El tomate es rico en vitaminas A y C que actúan como antioxidantes naturales, combatiendo los radicales libres y el daño celular. También ofrece un importante aporte de calcio, potasio, magnesio, fosforo, hierro, vitaminas K y del complejo B. Por todo ello, este alimento contribuye para fortalecer el sistema inmunológico y mejorar la resistencia física.

Como es pobre en calorías, puede ser un excelente aliado para aquellos que buscan perder peso de forma saludable. Se calcula que 500 gramos de tomate aportan nada más que 100 calorías al organismo.

También es importante destacar que los niveles de grasa del tomate son bajísimos, por lo cual pueden ser consumidos inclusive para pacientes con problemas cardiovasculares.

Los tomates también contienen una sustancia llamada niacina, que actúa como un regulador natural para el colesterol. El consumo regular de jugo de tomate es un potente remedio casero para controlar los índices de LDL en la sangre (el colesterol ‘malo’).

Por otro lado, el tomate contiene un buen porcentaje de fibra, siendo muy eficaz para facilitar el tránsito intestinal, mejorar la digestión y prevenir el estreñimiento.

Tampoco debemos olvidar de sus propiedades humectantes y antiinflamatorias para la piel; la preparación de jugo o mascarillas a base de tomate es indicado para combatir el acné, las infecciones y alergias cutáneas.

Receta básica de salsa de tomate para pastas y pizzas

Esta receta clásica de salsa de tomate es excelente para acompañar las pastas comunes, integrales o llenas de sabor.
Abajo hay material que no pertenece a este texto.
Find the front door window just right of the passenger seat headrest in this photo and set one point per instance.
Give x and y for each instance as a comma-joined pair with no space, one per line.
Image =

También es indicada para humectar nuestras pizzas caseras, con un sencillo toque de orégano.

Receta de salsa de tomate.

Ingredientes:

  • 7 tomates secos (o una lata de tomates pelados en conserva)
  • ½ pimiento rojo picado finamente
  • ½ cebolla cortada finamente
  • 2 dientes de ajo picados
  • 2 cucharadas de aceite de oliva
  • ½ taza de vino blanco
  • Sal a gusto
  • Una pizca de azúcar

Elaboración:

  1. Si elegimos utilizar tomates frescos, deberemos prepararlos previamente a la cocción. Para ello, podemos emplear dos métodos. El primero es rallarlos crudos y utilizar la pulpa resultante (sin las semillas) para hacer la salsa de tomate. La otra es hervirlos, sacarles la piel y las semillas, para luego triturarlos.
  2. No obstante, si usamos los tomates en lata, tendremos nada más que triturarlos.
  3. Reservamos la pulpa de tomates ya preparada y nos dedicamos a preparar el rehogado de verduras.
  4. En un cazo, agregamos el aceite de oliva y salteamos la cebolla, el morrón y el ajo cortados finamente. Después condimentamos con sal a gusto para facilitar que los vegetales suelten sus jugos.
  5. Cuando los vegetales estén casi dorados, agregamos la pulpa de tomate con una pizca de azúcar.
  6. Tras removerla algunos minutos, añadimos el vino blanco, bajamos el fuego a mínima potencia y dejamos que la salsa se reduzca.
  7. Después de una hora de cocción lenta, nuestra salsa de tomate estará bien cocinada, sabrosa y muy aromática.

Algunos trucos para hacer una salsa de tomate perfecta

  • El mayor secreto para una buena salsa de tomate es cocinarla lentamente, a fuego mínimo. La prisa suele ser una enemiga de las preparaciones clásicas, donde los detalles marcan la diferencia. Hay que dedicar tiempo para preparar una exquisita salsa de tomates y tener cuidado para no quemar la preparación.
  • A partir de esta receta básica, podemos elaborar distintas salsas incorporando nuevos ingredientes. Un ejemplo de preparación rica y saludable, es agregar berenjenas salteadas y algunas hojas de albahaca. Si deseamos una salsa más potente, basta con añadir unos dados de chorizo y un toque de ají picante.
  • Esta salsa de tomate puede ser almacenada en la nevera durante cinco días, siempre en frascos herméticos. Si elegimos congelar la preparación, podremos disfrutarlas en cinco o seis meses.